かつては島自体が炭坑の町であり、南北に約480メートル、東西に約160メートルしかない小さい島に5000人以上の人々が住み着いていた。この島出身の人物として、歌手の岡崎律子、俳優兼声優の石森達幸がいる。また、ゲームSIREN2の舞台「夜見島」のモデルとしても有名である。
行政区域の変遷
江戸時代は幕府領の高浜村に属していたが、江戸幕府と佐賀藩の間で起きた境界をめぐる争論(後述)の結果、1773年(安永2年)に「幕府領・佐賀領とも端島に干渉しない」とされ、帰属先は定められていない。

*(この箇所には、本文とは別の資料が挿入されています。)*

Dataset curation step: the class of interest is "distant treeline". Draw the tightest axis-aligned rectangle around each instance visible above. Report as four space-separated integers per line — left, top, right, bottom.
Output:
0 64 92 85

1889年(明治22年)4月1日の町村制施行に伴い、長崎県西彼杵郡高浜村端島名となる。
1955年(昭和30年)4月1日に高浜村の一部が同じ西彼杵郡の3村(野母村・脇岬村・樺島村)と合併して同郡野母崎町が発足するが、この際に端島は高浜村から分離されて高島町に編入され、長崎県西彼杵郡高島町端島となった。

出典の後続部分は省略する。